Close your eyes for a moment and picture it. You may have an image of Mary floating upwards on clouds with her robes (probably blue) billowing about her. Where did this come from? Does it make sense today?
The actual dogma (or teaching) says:
We pronounce, declare, and define it to be a divinely revealed dogma that the Immaculate Mother of God, the ever Virgin Mary, having completed the course of her earthly life, was assumed body and soul into heavenly glory.
Where exactly do we locate ‘heavenly glory’, if, indeed, we can locate it?
(The careful wording of the teaching leaves open the theological and historical question of whether Mary actually died before being assumed, but it also includes the three other Marian dogmas.)
An evolving belief
In the Roman Catholic tradition there are two different views concerning the end of Mary’s life on earth. According to one view, she was assumed into heaven while still alive; according to the other, she died and was buried and only then was her body assumed into heaven. (Logically speaking, because Jesus actually died it would make sense that Mary also died.)

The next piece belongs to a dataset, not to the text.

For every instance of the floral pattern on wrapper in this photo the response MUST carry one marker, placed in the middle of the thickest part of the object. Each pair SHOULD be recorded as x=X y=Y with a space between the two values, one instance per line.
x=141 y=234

It is the second view that is depicted in works of art and in apocryphal stories. Christians of the East also share this view.
In Jerusalem today there are two sites that commemorate Mary’s death and burial: an empty tomb in the Kidron valley, near the Church of the Agony in the Garden; and an altar in the crypt of the Benedictine Abbey of the Dormition which is built over part of the foundations of an ancient basilica containing a chapel commemorating the dormition of Mary.
The belief concerning Mary’s assumption didn’t fall from on high. It gradually developed from the first Christians until by the 13th century it was almost unanimously accepted.
On 1 November 1950, Pope Pius XII defined it as a dogma of our faith, that is, an infallible teaching. He was under considerable pressure to do so because, during the previous 100 years, various popes had received countless petitions from throughout the church to declare it a dogma. So it was an honour bestowed on Mary that both laity and clergy wanted.
But where is the heaven that Mary was assumed into?
Biblically speaking, heaven begins as a place that encompasses everything above the earth—the sun, moon, stars and rain. Genesis opens with, ‘In the beginning when God created the heavens and the earth’.
This understanding of heaven as a spatial reality or a place developed throughout the Old Testament to include the relationship between believers and God. Eventually it evolved to mean the place of eternal reward, everlasting paradise, the final destiny of believers, the new creation where the good will be united body and soul with God.
In the final book of the bible the author writes, ‘Then I saw a new heaven and a new earth’ (Rev 21:1). So, while the biblical language (and much teaching and preaching stemming from it) emphasises heaven as a place of eternal reward and uses various images, eg a wedding feast, these images are not meant to be taken literally. Heaven is not a ‘place’; basically, it’s a theological way of speaking about our relationship with God.
Not long before he died, the great theologian Karl Rahner, a man of a great many words, wrote in his prayer to God for recognition:
No more human words, no more concepts, no more pictures will stand between us.
You Yourself will be the one exultant word of love and life filling out every corner of my soul.
When we get to heaven then we won’t need any images. We will be with God, absorbed into God, resting in God, overwhelmed by God.
Thy will be done
Heaven has a lot to do with earth. Jesus’ followers didn’t ask what heaven was like but, instead, what they had to do here in the present to get there in the future. As well as reminding the scholar of the law about love of God and love of neighbour, Jesus taught his disciples to pray ‘…thy will be done on earth as it is in heaven’. So Jesus wants what goes on in heaven to actually go on here, on earth!
If heaven means perfect happiness and fullness of life for all, that is, no more poverty, no more injustice, no more suffering, no more hunger, etc, then perhaps we have to do something about it here and now.
Jesus mentions feeding the hungry, sheltering the homeless, clothing the naked, visiting the imprisoned, etc. This really does give us ‘something to go on with’! Our responsibility is to help others experience heaven on earth.
We cannot shirk this responsibility by assuring the hungry, the homeless, etc, that they will get their reward in heaven. Our bodies are important now. They are worthy of the utmost dignity, they deserve to be fed and housed. In other words, they matter here.
A symbol of hope
It is the feast of Mary’s Assumption that affirms the very goodness of our bodies. It teaches us that the whole person will be saved. Mary has been totally redeemed and now shares fully in the risen life of her son Jesus. She is not a ghost or a spirit floating around in the sky. She is a real bodily person.
What happened to her is what will ultimately happen to us. As we pray in the Creed: ‘We believe in the resurrection of the body and life everlasting.’ Whether we think of life everlasting or heaven as a place, or a relationship, for Christians it has always been a symbol of hope; the risen Christ has conquered death. We can rightly claim in utter amazement, then, at so wonderful a reality, ‘Heaven’s Above!’
Mary assumed into heaven, pray for us.